Liquid Cooling for AI GPU Servers — DLC, Immersion, and Data Center Requirements

High-density GPU servers for AI training and inference — particularly those using NVIDIA H100 SXM5, H200 SXM5, and B200 SXM5 — exceed the thermal dissipation capacity of conventional data center air cooling. A single 8-GPU H100 SXM5 server (Supermicro SYS-821GE-TNHR, Dell XE9680) has a TDP of 10.2–11.2 kW. A single rack of 8 such servers reaches 80–90 kW per rack — far beyond the 8–15 kW per rack that typical precision air conditioning (CRAC/CRAH) can remove. B200-based servers exceed this further, with 8-GPU configurations reaching 120+ kW per rack. Liquid cooling is mandatory for high-density GPU cluster deployments.

Why Air Cooling Fails at GPU Densities

Conventional hot-aisle/cold-aisle air cooling in data centers is designed for standard server densities of 3–10 kW per rack. Modern air-cooled servers (1U/2U dual-CPU servers, network switches, storage arrays) typically draw 0.2–2 kW per 1U. A standard 42U rack might contain 20 compute servers at 1.5 kW each = 30 kW total, which conventional CRAC units can handle.
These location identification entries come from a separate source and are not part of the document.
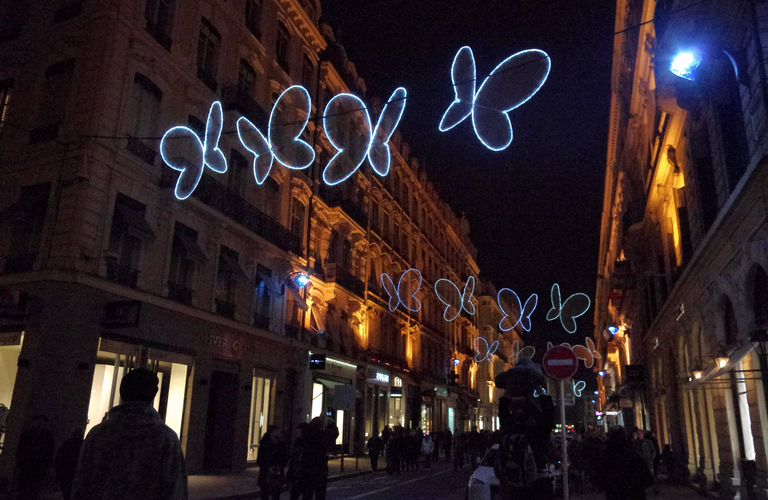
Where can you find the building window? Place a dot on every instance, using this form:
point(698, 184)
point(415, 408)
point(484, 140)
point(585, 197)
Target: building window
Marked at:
point(185, 253)
point(129, 230)
point(261, 397)
point(26, 219)
point(159, 14)
point(6, 88)
point(53, 103)
point(308, 73)
point(253, 17)
point(282, 45)
point(207, 54)
point(238, 168)
point(143, 117)
point(261, 297)
point(229, 274)
point(246, 77)
point(298, 210)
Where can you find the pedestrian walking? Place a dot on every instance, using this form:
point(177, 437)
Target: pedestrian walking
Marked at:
point(624, 474)
point(65, 463)
point(271, 460)
point(34, 457)
point(375, 447)
point(133, 454)
point(427, 449)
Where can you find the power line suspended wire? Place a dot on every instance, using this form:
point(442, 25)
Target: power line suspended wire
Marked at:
point(374, 108)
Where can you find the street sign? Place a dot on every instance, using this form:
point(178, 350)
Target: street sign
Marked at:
point(317, 362)
point(560, 362)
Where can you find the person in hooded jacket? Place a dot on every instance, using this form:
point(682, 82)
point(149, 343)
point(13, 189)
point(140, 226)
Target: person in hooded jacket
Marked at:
point(133, 455)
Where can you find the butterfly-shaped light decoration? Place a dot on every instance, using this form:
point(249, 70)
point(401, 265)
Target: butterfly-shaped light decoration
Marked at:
point(526, 352)
point(587, 352)
point(515, 80)
point(578, 386)
point(573, 307)
point(182, 150)
point(485, 351)
point(514, 311)
point(406, 290)
point(287, 121)
point(345, 112)
point(454, 299)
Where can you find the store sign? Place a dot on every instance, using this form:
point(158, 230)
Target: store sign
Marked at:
point(317, 362)
point(121, 314)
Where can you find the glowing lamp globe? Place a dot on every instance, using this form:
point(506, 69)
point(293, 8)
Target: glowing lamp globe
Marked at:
point(685, 65)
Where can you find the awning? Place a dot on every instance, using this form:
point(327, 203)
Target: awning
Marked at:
point(134, 221)
point(189, 244)
point(228, 263)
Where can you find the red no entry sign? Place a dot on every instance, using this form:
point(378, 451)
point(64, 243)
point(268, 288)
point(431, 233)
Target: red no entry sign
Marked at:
point(560, 362)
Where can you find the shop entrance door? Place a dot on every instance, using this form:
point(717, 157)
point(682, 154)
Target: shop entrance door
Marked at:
point(222, 416)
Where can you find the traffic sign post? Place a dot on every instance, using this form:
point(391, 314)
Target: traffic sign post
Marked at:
point(561, 363)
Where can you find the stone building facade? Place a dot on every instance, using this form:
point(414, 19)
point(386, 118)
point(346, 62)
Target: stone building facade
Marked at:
point(104, 269)
point(684, 240)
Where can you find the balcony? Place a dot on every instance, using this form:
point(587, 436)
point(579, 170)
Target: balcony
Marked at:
point(180, 293)
point(217, 196)
point(206, 76)
point(225, 308)
point(19, 263)
point(235, 98)
point(343, 278)
point(123, 275)
point(68, 11)
point(261, 321)
point(141, 151)
point(160, 35)
point(44, 134)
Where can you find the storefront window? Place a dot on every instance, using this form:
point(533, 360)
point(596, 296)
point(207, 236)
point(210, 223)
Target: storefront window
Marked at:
point(10, 348)
point(317, 400)
point(261, 396)
point(114, 358)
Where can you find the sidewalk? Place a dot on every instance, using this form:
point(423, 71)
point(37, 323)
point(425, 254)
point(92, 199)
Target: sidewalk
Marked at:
point(242, 485)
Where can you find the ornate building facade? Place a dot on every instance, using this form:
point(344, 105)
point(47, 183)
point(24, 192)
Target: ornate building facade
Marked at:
point(684, 242)
point(233, 294)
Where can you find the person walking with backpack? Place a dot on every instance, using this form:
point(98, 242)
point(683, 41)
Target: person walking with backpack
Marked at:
point(375, 447)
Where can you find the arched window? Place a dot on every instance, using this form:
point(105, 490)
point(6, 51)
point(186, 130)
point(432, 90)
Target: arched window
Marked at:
point(760, 305)
point(729, 323)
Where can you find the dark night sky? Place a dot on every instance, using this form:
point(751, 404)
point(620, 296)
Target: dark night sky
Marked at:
point(534, 209)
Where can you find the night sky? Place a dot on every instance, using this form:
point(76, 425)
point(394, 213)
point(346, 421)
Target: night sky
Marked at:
point(534, 209)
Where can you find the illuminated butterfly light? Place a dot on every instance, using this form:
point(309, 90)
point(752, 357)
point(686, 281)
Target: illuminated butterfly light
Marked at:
point(287, 121)
point(587, 352)
point(485, 351)
point(347, 112)
point(510, 305)
point(515, 80)
point(526, 352)
point(455, 300)
point(578, 386)
point(573, 307)
point(405, 292)
point(182, 150)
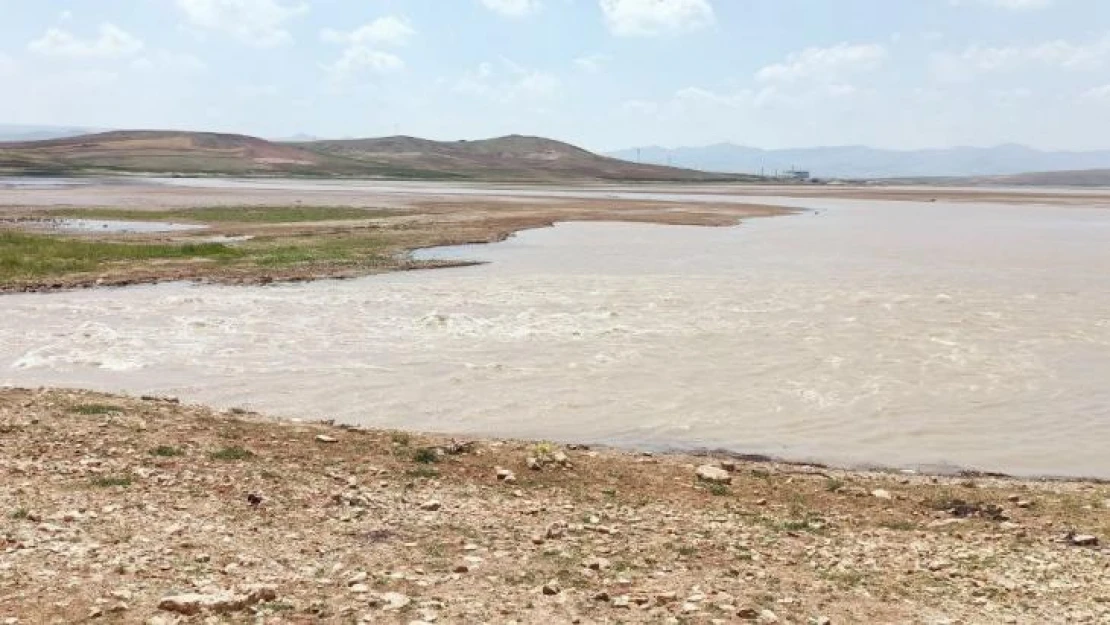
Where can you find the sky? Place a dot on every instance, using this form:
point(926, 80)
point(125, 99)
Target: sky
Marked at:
point(601, 73)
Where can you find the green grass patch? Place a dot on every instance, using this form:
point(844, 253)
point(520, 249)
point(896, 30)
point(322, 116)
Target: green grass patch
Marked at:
point(94, 409)
point(232, 214)
point(109, 481)
point(232, 453)
point(24, 255)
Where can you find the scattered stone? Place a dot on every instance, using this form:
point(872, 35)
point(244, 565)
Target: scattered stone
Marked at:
point(1083, 540)
point(597, 563)
point(714, 474)
point(194, 603)
point(394, 602)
GPU AI servers break this assumption. Each NVIDIA H100 SXM5 GPU has a 700W TDP; 8 GPUs plus CPUs, memory, NVMe, and networking in a 10U server total roughly 10–11 kW for a single server. Four such servers in one rack reach 40–44 kW. Eight servers fill a 42U rack and reach 80–90 kW. Conventional air cooling cannot remove this heat — the physics of moving air across hot components limit the maximum heat extraction to approximately 20–30 kW per rack for standard cooling infrastructure, even with high-pressure precision air conditioning.

Direct Liquid Cooling (DLC)

Direct Liquid Cooling (also called direct-to-chip cooling or cold plate cooling) is the most widely deployed liquid cooling method for enterprise GPU servers. In DLC, a metal cold plate is mounted directly on the GPU die (and optionally on CPUs, memory, and VRMs). Coolant — typically water or a water-glycol mixture — flows through the cold plate, absorbs heat from the component, and carries it to a heat exchanger connected to the facility's chilled water loop.

DLC does not replace air cooling entirely — fans and air circulation remain inside the server chassis to cool components that are not directly on the liquid loop (PCIe retimers, NVMe drives, board-level components). DLC servers are typically described as "liquid + air hybrid" cooling systems. The percentage of heat removed by liquid varies by design: high-density DLC servers route 60–90% of total server heat to the liquid loop, with the remainder exhausted as hot air to the room.

NVIDIA B200 DLC Requirements

NVIDIA B200 SXM5 GPUs are designed for DLC-first deployment. The B200 GPU die has a 1,000W TDP; a single B200 GPU produces more heat than multiple H100 PCIe GPUs combined. NVIDIA's design guidelines for B200-based systems (GB200 NVL72, Supermicro B300 SXM servers) require direct liquid cooling — air-cooled B200 server configurations are not available. GB200 NVL72 systems are rack-scale designs with fully integrated CDU (Coolant Distribution Unit) delivering chilled water directly to the NVL72 rack.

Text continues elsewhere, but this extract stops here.